ZAIBAKTIAN ]|[ Sunday, January 28, 2007

January 16, 2007

The Path Ahead

I've kickstarted my music career. Constantly reading up and researching all that's to know abt the music biz. Meeting. sharing and conversing wif nice people who's got all to do wif music. Enjoyed every moment of them! It's still too early to say if I'll succeed but then I wouldn't call it a dream, would I? However would like to say my heartfelt thanks to everyone (u guys know who u are!) who helped initiate and assisted my chance to dream. Presently I'm making good progress for my album production. Come to think of it, 6 mths ago I wasn't even thinking of making music..haha...now i'm sitting in my "half-cooked" studio, possessing adequate tools to produce my own music. Thanks to Allah....without whom I would never be able to undertake His assignments. Alhamdulillah..... I have about 12 songs, all self-written, in my collection whereby I've finalised the arrangements of 4 songs. If circumstances permit, I'll be making my entry into a recording studio for the very 1st time at the end of Feb 2007.

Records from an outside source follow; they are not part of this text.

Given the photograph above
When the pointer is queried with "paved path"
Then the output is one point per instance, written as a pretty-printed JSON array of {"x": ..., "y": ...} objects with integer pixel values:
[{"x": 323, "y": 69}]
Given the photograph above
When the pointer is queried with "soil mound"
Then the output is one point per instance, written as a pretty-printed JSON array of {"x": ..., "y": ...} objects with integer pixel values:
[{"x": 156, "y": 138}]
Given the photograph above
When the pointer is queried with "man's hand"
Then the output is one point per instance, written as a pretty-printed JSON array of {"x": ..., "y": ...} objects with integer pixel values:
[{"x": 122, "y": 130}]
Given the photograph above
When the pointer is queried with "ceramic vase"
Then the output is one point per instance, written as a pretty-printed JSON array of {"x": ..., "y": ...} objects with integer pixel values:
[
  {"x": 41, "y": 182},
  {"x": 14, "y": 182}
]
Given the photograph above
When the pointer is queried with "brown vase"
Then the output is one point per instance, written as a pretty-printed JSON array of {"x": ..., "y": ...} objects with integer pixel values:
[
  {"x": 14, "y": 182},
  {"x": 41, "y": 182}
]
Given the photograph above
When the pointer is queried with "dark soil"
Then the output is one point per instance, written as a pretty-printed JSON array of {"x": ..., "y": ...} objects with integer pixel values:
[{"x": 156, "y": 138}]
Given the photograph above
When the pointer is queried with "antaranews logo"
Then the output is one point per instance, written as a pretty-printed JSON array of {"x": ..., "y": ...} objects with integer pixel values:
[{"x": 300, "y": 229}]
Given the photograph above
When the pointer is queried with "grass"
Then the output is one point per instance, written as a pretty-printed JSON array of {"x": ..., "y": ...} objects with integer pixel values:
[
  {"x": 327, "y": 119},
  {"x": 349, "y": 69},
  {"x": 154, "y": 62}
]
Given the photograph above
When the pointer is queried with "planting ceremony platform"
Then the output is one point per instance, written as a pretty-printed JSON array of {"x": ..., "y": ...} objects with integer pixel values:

ZAIBAKTIAN ]|[ Tuesday, January 16, 2007

January 15, 2007

When Tears Flow....

I believe strongly in always looking ahead with optimism and positivity. However got to still reflect the past. The past has led me to the present. It's wat made me today. Looking back at 2006: i'm describing it as a time where tears flow freely: a period of reflection and discovery. It was all gloom when 2006 came and it ended with bright, shining lights illuminating my every way. I'll remember it as the time when I was given the chance by God to examine my life, family and friends. Got my life back on track, loved my family to death..appreciated their presence even more and friends ??? it was an opportunity to sieve....the diamonds came out sparkling, the fakes' just a whisper in the wind.

ZAIBAKTIAN ]|[ Monday, January 15, 2007

January 7, 2007

2007 - Wat will it be for me??

i'm going to kickstart my new year's resolution as of today....one of them will be start posting in this blog as often i could. Life as a journey??...would be a waste if i don't pen it down in words. presently i'm embarking on a journey towards a music career. it's funny...mind boggling, at least to me, that i've never even thought of pursuing something major at this stage of my life. But life's a game and the choices you make determines ur path. got to thank Allah for this! He has given me the courage and open doors for me to live this dream. Anyway, little baby steps have been taken to ensure that it's won't juz be a dream.